Below is the definition of the function ``do_job``:

::

   void *do_job ( void *args )
   {
      jobqueue *q = (jobqueue*) args;
      int dojob;
      do
      {
         dojob = -1;
         if(v > 0) printf("thread %d requests lock ...\n",q->id);
         pthread_mutex_lock(&read_lock);
         int *j = q->nextjob;
         if(*j < q->nb) dojob = (*j)++;
         if(v>0) printf("thread %d releases lock\n",q->id);
         pthread_mutex_unlock(&read_lock);
         if(dojob == -1) break;
         if(v>0) printf("*** thread %d does job %d ***\n",
                        q->id,dojob);
         int w = q->work[dojob];
         if(v>0) printf("thread %d sleeps %d seconds\n",q->id,w);
         q->work[dojob] = q->id; /* mark job with thread label */
         sleep(w);
      } while (dojob != -1);

      if(v>0) printf("thread %d is finished\n",q->id);

      return NULL;
   }

Pthreads allow for the finest granularity.
Applied to the computation of the Mandelbrot set:
One job is the computation of the grayscale of one pixel,
in a 5,000-by-5,000 matrix.
The next job has number :math:`n = 5,000*i + j`, 
where :math:`i = n/5,000` and :math:`j = n ~{\rm mod}~ 5,000`.

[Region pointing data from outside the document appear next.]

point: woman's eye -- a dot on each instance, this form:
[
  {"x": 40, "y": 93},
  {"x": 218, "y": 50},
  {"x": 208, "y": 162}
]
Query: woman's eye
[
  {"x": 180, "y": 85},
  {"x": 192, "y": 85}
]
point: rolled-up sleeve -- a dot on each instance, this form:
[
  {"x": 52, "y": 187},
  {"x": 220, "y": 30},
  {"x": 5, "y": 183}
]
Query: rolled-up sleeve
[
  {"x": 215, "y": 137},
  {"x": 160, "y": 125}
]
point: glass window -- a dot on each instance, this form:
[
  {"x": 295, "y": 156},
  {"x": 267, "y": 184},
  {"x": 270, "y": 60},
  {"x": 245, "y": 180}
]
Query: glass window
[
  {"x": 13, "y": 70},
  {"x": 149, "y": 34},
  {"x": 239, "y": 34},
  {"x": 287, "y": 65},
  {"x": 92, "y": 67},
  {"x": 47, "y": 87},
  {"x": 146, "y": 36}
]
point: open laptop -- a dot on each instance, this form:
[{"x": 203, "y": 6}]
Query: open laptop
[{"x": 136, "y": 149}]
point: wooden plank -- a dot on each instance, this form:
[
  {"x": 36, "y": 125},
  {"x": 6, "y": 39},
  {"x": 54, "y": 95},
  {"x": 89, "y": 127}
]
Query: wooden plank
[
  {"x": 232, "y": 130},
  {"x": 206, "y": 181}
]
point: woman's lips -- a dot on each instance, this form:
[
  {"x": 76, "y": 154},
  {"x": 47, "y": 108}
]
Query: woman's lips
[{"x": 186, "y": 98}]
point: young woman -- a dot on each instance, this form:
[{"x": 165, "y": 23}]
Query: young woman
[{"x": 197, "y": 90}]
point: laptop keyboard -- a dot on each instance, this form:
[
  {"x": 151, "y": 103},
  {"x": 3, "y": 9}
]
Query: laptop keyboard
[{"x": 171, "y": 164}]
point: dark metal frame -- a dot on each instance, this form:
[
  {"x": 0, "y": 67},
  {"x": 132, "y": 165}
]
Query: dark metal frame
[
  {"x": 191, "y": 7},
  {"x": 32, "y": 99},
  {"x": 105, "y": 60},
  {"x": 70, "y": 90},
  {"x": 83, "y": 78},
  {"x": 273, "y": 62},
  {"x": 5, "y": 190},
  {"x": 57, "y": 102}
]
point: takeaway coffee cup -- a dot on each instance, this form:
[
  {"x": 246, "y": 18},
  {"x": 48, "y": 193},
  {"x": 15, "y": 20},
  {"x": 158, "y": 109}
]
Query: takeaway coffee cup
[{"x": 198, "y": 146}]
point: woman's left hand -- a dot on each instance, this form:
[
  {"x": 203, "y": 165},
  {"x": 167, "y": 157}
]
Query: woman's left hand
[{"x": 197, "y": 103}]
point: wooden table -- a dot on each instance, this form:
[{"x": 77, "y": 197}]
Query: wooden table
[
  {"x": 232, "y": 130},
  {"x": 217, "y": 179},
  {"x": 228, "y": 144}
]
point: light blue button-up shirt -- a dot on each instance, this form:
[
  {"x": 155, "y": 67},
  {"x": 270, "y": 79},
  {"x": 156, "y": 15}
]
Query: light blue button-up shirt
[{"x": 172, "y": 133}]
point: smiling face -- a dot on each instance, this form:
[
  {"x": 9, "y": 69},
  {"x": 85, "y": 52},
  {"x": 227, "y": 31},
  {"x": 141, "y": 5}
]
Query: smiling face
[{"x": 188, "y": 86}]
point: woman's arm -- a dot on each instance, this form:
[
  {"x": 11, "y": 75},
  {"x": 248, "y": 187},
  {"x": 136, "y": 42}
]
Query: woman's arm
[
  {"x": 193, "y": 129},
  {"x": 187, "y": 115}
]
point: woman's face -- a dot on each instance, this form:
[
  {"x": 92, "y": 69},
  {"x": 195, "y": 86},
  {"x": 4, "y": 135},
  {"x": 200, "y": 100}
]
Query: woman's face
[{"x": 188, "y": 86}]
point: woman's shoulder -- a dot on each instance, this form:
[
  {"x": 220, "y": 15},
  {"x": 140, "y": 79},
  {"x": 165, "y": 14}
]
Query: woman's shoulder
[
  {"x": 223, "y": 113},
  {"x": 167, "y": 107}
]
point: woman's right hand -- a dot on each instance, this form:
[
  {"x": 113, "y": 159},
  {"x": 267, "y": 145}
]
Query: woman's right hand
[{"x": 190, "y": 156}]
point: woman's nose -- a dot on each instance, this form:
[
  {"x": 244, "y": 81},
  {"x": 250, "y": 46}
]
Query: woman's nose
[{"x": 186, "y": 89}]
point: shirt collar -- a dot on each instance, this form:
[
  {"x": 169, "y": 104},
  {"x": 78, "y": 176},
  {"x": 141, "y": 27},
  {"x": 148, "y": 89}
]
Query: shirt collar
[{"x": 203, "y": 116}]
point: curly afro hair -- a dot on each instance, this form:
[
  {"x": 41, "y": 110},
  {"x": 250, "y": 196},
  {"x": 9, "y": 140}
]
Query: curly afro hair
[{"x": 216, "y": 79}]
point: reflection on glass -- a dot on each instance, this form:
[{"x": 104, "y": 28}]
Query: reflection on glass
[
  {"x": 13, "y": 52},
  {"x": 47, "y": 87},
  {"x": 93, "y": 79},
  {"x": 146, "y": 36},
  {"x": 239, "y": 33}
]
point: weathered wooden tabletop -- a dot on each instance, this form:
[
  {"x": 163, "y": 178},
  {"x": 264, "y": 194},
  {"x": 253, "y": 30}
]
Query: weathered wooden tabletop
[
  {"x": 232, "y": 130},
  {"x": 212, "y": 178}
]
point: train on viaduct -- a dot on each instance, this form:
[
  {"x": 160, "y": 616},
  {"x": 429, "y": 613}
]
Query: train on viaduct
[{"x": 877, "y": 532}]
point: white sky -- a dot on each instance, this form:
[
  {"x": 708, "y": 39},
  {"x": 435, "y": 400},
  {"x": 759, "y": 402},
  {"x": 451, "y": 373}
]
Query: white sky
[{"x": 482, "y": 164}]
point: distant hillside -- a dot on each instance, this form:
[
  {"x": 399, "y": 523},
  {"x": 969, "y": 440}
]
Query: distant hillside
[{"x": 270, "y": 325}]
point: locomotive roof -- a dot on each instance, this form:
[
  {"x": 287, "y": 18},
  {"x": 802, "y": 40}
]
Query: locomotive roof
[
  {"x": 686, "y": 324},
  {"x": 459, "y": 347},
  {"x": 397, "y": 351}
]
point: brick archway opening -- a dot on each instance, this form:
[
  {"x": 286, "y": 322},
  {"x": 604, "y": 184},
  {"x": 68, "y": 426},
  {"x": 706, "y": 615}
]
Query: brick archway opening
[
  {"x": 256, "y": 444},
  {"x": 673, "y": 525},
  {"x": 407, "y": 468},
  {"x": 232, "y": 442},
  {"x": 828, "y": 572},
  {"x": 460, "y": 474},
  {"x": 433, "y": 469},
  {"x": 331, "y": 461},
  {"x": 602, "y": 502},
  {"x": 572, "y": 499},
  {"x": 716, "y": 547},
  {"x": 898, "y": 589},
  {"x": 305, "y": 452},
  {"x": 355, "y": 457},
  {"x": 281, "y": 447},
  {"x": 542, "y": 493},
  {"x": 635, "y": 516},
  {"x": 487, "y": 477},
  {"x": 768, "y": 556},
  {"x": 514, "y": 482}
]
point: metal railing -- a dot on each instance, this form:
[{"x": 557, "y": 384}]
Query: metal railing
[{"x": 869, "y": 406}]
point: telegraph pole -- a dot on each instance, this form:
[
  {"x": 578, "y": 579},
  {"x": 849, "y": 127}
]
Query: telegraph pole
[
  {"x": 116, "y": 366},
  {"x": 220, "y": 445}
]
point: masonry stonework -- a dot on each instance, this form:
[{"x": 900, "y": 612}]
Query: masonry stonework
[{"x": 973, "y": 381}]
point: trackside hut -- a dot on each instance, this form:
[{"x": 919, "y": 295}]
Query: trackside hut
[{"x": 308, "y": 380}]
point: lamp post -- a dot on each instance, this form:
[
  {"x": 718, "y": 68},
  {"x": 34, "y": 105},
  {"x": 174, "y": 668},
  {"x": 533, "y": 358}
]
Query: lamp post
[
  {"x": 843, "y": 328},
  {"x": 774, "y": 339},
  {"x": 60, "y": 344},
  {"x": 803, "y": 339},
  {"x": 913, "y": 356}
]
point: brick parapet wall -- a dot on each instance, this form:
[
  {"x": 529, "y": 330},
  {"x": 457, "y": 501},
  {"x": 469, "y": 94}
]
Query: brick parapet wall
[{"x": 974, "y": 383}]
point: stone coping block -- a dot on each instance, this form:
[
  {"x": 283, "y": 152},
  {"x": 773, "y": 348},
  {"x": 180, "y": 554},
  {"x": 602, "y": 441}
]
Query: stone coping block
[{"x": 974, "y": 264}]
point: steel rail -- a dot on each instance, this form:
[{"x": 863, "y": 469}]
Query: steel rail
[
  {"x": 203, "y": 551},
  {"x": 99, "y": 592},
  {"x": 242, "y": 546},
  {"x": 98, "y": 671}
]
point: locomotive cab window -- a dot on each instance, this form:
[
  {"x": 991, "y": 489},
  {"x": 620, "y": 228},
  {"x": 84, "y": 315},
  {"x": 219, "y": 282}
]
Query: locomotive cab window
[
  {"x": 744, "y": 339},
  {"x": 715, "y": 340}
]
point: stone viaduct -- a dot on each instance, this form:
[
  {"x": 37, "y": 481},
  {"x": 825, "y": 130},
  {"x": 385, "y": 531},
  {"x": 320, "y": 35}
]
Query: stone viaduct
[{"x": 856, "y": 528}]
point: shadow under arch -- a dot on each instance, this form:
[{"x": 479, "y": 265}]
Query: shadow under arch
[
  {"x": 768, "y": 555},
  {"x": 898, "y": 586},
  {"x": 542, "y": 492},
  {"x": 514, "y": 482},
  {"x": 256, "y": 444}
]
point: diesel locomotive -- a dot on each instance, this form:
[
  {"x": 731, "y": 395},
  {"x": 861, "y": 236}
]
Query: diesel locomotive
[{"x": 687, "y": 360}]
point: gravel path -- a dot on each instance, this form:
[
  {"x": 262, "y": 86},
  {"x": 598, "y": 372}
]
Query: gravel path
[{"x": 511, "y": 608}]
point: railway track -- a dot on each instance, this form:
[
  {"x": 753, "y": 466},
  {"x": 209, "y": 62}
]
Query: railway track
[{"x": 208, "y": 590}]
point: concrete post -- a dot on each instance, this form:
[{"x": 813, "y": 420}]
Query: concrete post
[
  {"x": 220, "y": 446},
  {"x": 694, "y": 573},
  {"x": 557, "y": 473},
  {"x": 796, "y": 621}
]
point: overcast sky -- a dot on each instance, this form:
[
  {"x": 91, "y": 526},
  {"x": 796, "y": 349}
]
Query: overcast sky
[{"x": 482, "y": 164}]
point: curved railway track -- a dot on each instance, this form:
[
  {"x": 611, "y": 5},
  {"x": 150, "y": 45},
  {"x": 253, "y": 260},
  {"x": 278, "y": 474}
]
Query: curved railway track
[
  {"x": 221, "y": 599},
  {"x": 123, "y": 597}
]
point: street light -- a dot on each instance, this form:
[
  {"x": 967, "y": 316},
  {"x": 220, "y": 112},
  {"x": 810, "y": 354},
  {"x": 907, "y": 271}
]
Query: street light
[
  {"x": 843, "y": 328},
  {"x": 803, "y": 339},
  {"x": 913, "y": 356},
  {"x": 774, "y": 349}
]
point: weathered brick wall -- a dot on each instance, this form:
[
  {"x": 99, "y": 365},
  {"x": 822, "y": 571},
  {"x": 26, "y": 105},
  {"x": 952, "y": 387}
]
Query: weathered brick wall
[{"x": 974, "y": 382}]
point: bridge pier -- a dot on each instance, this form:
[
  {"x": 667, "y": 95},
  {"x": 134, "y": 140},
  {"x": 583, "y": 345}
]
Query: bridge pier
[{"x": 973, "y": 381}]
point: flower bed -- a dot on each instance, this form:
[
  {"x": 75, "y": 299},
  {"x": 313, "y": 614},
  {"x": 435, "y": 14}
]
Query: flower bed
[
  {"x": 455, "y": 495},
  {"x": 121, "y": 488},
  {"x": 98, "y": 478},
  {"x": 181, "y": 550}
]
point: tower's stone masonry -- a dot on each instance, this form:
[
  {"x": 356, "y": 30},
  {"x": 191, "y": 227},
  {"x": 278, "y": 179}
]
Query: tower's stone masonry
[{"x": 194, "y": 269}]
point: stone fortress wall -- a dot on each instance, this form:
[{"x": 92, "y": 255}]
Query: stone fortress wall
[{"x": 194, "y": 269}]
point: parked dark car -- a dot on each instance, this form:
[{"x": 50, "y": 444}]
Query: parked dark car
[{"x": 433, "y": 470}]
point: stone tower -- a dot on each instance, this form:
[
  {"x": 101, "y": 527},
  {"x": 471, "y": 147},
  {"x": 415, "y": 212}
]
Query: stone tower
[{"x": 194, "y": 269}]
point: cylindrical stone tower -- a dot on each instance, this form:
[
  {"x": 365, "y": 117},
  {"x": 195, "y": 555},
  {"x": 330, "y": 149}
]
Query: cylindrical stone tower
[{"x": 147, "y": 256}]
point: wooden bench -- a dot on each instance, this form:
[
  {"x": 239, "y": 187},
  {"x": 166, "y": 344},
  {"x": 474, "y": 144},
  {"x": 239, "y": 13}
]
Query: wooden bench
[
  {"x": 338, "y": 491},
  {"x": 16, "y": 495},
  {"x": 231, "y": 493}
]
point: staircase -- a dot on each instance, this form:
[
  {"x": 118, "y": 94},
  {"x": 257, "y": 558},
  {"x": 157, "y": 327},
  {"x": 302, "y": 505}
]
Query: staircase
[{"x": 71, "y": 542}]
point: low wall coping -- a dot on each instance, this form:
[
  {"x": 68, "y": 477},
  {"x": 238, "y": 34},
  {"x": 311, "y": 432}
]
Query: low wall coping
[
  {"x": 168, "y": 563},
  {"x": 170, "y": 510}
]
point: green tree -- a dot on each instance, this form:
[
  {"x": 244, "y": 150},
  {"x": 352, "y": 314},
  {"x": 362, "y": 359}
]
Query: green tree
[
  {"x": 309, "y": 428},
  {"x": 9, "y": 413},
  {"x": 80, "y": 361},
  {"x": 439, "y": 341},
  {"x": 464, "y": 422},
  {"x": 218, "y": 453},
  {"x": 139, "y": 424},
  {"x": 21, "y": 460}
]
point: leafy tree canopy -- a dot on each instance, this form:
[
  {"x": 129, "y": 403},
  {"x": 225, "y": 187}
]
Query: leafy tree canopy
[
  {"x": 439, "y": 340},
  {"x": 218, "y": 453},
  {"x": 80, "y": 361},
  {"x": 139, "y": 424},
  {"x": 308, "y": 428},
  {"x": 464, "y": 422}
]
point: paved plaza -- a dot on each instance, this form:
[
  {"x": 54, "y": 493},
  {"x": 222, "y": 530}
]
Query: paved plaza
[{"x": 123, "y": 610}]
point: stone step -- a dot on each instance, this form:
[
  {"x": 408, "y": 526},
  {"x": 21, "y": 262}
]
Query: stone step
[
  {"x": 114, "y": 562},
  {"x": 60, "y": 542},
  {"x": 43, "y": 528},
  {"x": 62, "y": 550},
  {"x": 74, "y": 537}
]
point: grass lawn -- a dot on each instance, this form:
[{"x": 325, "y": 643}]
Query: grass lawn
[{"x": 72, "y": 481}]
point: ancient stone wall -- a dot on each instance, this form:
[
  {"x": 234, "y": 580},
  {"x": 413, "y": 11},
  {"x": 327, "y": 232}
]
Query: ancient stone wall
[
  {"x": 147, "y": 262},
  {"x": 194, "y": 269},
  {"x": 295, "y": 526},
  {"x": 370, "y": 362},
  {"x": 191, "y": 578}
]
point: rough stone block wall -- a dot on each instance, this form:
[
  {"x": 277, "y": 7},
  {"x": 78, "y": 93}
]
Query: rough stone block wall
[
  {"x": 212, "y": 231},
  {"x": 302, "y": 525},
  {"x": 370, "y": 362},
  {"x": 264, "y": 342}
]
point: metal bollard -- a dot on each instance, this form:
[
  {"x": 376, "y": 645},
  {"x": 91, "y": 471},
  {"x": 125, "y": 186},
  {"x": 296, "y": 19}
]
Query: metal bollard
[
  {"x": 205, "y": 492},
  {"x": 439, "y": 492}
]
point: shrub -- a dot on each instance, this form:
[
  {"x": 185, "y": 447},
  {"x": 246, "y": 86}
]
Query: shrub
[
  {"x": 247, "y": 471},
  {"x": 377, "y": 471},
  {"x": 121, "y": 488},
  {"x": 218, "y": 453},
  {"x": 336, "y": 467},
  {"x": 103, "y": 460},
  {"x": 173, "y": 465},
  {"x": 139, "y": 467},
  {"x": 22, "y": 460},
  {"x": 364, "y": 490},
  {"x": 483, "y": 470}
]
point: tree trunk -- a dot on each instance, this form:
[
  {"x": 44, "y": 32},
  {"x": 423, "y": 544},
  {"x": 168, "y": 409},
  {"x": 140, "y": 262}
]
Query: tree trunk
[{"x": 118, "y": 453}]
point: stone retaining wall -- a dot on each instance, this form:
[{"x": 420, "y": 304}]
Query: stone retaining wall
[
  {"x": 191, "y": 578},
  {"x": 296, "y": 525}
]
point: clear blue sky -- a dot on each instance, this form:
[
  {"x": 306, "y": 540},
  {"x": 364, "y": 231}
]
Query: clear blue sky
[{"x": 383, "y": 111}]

The Dining Philosophers Problem
-------------------------------

A classic example to illustrate the synchronization problem
in parallel program is the dining philosophers problem.

The problem setup, rules of the game:

1. Five philosophers are seated at a round table.

2. Each philosopher sits in front of a plate of food.

3. Between each plate is exactly one chop stick.

4. A philosopher thinks, eats, thinks, eats, ...

5. To start eating, every philosopher

   1. first picks up the left chop stick, and

   2. then picks up the right chop stick.

Why is there a problem?

The problem of the starving philosophers:

* every philosoper picks up the left chop stick, at the same time,

* there is no right chop stick left, every philosopher waits, ...

Bibliography
------------

1. Compaq Computer Corporation.
   **Guide to the POSIX Threads Library**, April 2001.

2. Mac OS X Developer Library.
   **Threading Programming Guide**, 2010.

Exercises
---------

1. Modify the ``hello world!`` program with 
   so that the master thread prompts the user for a name
   which is used in the greeting displayed by thread 5.
   Note that only one thread, the one with number 5,
   greets the user.

2. Consider the Monte Carlo simulations 
   we have developed with MPI for the estimation of :math:`\pi`.
   Write a version with Pthreads and examine the speedup.

3. Consider the computation of the Mandelbrot set 
   as implemented in the program ``mandelbrot.c`` of lecture 7.
   Write code for a work crew model of threads to compute the
   grayscales pixel by pixel.
   Compare the running time of your program using Pthreads
   with your MPI implementation.

4. Write a simulation for the dining philosophers problem.
   Could you observe starvation? Explain.